When it comes to takings law, there is usually no one like Professor Richard Epstein who tends to provide his readers with insights that others usually lack. And that’s what just happened in the Koontz case. Richard has published a piece in the January 2nd, 2012 issue of Defining Ideas, a journal of the Hoover Institution, entitled “When Government Takes You Hostage.” Click on http://www.hoover.org/publications/defining-ideas/article/137266. We suggest you read it, but for now let us quote what we consider his core point that deals with what happens when you decouple the exaction demand from the specific private project for which the owner seeks a permit:
“[T]he entire mitigation doctrine amounts to nothing more than a form of grand theft larceny by which the state first claims for nothing a state-wide environmental easement, which it will then sell back to the landowner for the (mitigation) price that it regards as acceptable by its own standards. It is, quite literally, no better than allowing the state to confiscate land for nothing, which it then duly sells back to its original owner for a price. Ransom money involves the same dubious strategy.”

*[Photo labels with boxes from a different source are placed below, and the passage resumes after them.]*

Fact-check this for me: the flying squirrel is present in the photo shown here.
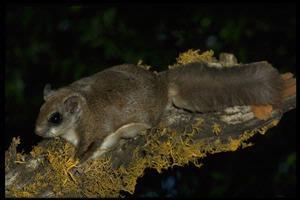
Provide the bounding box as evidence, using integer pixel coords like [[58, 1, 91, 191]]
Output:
[[35, 61, 296, 162]]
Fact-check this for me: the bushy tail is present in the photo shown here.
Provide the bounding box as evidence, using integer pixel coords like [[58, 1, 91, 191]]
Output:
[[167, 61, 284, 112]]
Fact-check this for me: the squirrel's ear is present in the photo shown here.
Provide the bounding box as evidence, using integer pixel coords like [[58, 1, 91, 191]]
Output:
[[44, 83, 54, 101], [64, 95, 82, 114]]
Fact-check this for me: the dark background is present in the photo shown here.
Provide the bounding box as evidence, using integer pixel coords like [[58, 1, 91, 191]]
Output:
[[5, 4, 296, 197]]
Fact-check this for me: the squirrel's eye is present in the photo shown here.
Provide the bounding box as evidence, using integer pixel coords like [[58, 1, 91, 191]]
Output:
[[48, 112, 62, 124]]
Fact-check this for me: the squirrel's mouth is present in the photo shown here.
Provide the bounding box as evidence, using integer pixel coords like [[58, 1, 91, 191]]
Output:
[[35, 126, 59, 138]]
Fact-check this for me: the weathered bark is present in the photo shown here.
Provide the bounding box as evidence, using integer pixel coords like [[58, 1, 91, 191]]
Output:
[[5, 51, 296, 197]]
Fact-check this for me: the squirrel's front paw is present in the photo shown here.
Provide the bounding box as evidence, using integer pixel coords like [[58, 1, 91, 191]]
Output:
[[220, 106, 254, 124]]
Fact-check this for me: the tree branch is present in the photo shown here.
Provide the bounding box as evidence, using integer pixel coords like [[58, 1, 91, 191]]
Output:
[[5, 50, 296, 197]]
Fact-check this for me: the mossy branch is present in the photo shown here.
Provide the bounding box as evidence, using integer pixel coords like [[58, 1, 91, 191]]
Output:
[[5, 51, 296, 197]]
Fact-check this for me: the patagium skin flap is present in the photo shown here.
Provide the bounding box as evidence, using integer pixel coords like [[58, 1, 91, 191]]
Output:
[[36, 62, 282, 162]]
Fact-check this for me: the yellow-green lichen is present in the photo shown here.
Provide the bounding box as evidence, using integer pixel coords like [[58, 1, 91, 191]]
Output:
[[10, 50, 284, 197], [169, 49, 214, 68]]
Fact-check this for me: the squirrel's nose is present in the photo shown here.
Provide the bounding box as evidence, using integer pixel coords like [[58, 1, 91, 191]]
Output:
[[35, 126, 43, 135]]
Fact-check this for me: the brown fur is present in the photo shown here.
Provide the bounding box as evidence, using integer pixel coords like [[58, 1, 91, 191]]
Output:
[[168, 62, 282, 112], [36, 62, 290, 161]]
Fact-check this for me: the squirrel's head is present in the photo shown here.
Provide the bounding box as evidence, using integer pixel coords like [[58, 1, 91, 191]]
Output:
[[35, 84, 85, 137]]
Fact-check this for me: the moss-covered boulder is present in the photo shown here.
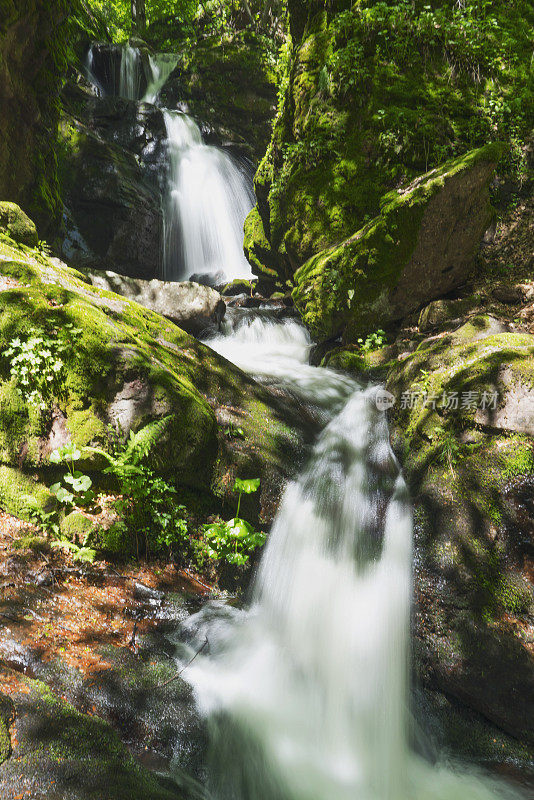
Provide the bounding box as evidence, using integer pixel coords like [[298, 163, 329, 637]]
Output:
[[386, 315, 534, 751], [87, 270, 226, 336], [0, 0, 70, 234], [0, 668, 183, 800], [247, 0, 534, 288], [293, 144, 501, 342], [0, 201, 39, 247], [0, 225, 310, 519]]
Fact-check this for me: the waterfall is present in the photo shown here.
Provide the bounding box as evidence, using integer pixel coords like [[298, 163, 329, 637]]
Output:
[[85, 45, 254, 284], [143, 53, 178, 103], [83, 45, 106, 97], [119, 45, 141, 100], [173, 317, 516, 800], [163, 111, 253, 283]]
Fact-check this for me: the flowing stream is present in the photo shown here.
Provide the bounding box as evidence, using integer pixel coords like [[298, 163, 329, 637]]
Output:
[[85, 45, 254, 284], [169, 313, 515, 800], [163, 110, 254, 284]]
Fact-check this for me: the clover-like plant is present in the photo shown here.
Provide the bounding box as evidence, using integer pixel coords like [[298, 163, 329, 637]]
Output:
[[50, 442, 95, 506], [204, 478, 266, 566]]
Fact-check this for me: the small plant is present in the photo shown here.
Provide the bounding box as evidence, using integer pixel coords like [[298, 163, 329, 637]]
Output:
[[204, 478, 265, 566], [224, 422, 245, 439], [52, 539, 96, 564], [88, 416, 188, 555], [2, 323, 81, 411], [50, 443, 95, 506], [357, 328, 387, 353]]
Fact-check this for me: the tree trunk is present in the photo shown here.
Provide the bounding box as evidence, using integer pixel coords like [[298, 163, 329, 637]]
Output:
[[132, 0, 146, 36]]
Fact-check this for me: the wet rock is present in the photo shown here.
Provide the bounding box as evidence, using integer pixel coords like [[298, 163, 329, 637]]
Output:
[[387, 314, 534, 758], [0, 231, 309, 522], [133, 581, 165, 603], [221, 278, 254, 297], [293, 145, 501, 343], [0, 668, 182, 800], [0, 201, 39, 247], [88, 272, 226, 336]]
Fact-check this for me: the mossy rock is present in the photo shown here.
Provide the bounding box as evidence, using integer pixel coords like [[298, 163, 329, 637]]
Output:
[[247, 0, 534, 281], [0, 228, 306, 518], [386, 315, 534, 752], [293, 144, 502, 342], [161, 30, 276, 164], [0, 668, 182, 800], [0, 464, 55, 521], [60, 511, 95, 545], [243, 206, 278, 279], [0, 694, 15, 767], [0, 5, 70, 231], [0, 201, 39, 247]]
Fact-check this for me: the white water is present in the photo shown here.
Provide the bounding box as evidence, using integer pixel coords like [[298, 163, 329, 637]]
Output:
[[84, 46, 106, 97], [177, 319, 515, 800], [163, 111, 253, 283], [143, 53, 178, 103], [119, 45, 141, 100]]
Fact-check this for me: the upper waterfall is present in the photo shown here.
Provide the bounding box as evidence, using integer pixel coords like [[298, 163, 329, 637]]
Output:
[[163, 111, 254, 283], [143, 53, 178, 103]]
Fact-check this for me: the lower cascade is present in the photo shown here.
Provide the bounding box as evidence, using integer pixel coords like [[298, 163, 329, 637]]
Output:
[[172, 314, 516, 800]]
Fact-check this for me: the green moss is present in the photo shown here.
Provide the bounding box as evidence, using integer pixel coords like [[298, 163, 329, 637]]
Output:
[[502, 439, 534, 478], [0, 231, 306, 538], [0, 201, 38, 247], [0, 676, 182, 800], [0, 464, 55, 521], [60, 511, 95, 545], [249, 0, 532, 279], [13, 534, 50, 553], [293, 144, 502, 342]]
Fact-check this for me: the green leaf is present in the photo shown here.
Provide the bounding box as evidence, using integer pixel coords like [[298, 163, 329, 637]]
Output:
[[234, 478, 260, 494], [63, 472, 93, 492], [50, 484, 74, 505], [226, 517, 254, 539]]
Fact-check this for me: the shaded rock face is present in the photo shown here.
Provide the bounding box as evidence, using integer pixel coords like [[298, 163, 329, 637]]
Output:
[[0, 0, 70, 237], [0, 202, 38, 247], [245, 0, 532, 318], [293, 145, 499, 342], [386, 315, 534, 764], [60, 87, 165, 278], [88, 272, 226, 336]]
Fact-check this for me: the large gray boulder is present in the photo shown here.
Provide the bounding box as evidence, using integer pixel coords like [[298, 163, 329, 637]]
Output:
[[293, 143, 501, 342], [87, 271, 226, 336]]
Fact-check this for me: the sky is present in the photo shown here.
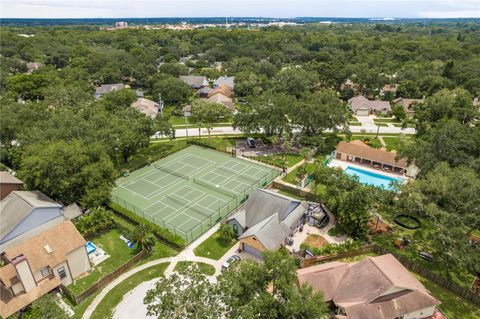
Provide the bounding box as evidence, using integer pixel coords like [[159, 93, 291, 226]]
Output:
[[0, 0, 480, 18]]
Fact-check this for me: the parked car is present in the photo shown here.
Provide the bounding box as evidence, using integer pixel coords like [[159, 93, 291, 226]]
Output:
[[247, 137, 257, 148], [222, 255, 241, 271]]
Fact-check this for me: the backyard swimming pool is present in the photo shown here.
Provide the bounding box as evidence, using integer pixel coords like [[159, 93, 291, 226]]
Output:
[[344, 166, 403, 189]]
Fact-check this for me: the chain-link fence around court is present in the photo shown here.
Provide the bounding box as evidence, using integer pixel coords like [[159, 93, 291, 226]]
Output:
[[112, 170, 280, 243]]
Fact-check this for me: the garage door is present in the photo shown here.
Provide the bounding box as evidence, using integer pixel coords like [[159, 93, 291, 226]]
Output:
[[243, 244, 263, 259], [355, 109, 368, 116]]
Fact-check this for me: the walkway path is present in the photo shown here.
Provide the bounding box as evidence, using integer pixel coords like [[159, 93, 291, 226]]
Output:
[[82, 224, 223, 319]]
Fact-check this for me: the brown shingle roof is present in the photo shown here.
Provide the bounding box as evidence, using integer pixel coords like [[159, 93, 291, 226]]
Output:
[[5, 221, 86, 272], [337, 141, 408, 168], [0, 171, 23, 185]]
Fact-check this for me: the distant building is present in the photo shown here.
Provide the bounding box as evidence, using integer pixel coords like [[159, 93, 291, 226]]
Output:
[[115, 21, 128, 29], [0, 191, 91, 318], [348, 95, 392, 116], [0, 171, 23, 200], [297, 254, 445, 319], [180, 75, 208, 90], [132, 98, 160, 119]]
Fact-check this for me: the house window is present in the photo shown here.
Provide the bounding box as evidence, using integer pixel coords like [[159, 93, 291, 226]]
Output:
[[57, 267, 67, 279], [40, 266, 50, 277]]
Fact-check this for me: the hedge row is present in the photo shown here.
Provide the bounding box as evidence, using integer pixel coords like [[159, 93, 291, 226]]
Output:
[[109, 202, 186, 249]]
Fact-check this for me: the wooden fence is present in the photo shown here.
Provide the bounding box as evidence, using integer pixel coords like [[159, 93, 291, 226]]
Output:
[[300, 245, 374, 268], [272, 181, 318, 202], [60, 250, 146, 305]]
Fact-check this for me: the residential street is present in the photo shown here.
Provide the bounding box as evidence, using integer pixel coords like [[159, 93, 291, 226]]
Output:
[[155, 122, 415, 137]]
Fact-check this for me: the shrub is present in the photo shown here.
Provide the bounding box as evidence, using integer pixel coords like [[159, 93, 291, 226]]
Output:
[[75, 207, 113, 237], [109, 202, 186, 249], [300, 240, 362, 256]]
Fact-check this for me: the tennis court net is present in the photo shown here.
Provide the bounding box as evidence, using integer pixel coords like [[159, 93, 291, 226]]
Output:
[[167, 195, 213, 217], [153, 164, 189, 181], [193, 178, 236, 198]]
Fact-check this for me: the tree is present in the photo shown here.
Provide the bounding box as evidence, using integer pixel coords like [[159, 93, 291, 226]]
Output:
[[290, 89, 347, 136], [19, 140, 117, 207], [192, 100, 232, 141], [392, 104, 407, 121], [131, 224, 156, 253], [233, 92, 295, 136], [144, 265, 226, 319], [335, 186, 373, 241], [23, 294, 68, 319], [218, 224, 236, 244], [397, 163, 480, 273], [153, 115, 175, 140]]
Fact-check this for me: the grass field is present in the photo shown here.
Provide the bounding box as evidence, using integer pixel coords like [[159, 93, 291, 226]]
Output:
[[90, 263, 168, 319], [112, 146, 278, 243], [193, 232, 236, 260]]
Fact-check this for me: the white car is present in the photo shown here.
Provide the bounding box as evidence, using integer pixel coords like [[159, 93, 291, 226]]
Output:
[[222, 255, 241, 271]]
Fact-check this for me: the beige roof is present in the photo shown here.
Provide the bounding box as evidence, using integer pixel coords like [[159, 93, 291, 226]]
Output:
[[132, 97, 160, 118], [336, 141, 408, 168], [207, 92, 235, 111], [297, 254, 439, 319], [348, 95, 391, 111], [0, 171, 23, 185], [208, 84, 233, 98], [297, 261, 349, 301], [5, 221, 86, 272]]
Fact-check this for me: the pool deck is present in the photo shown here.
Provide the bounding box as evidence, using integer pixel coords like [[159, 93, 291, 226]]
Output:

We like that formulation because we made a similar point a while back in Gideon Kanner, Tennis Anyone? How California Judges Made Land Ransom and Art Censorship Legal, 25 Real Est. L. Jour., 214 (1997) in which we saw exactions unrelated to the burdens imposed by the developer on society, as the holding of private land for ransom, consisting of [monetary] exactions demanded before the owner may build perfectly innocuous and indeed publicly beneficial improvements.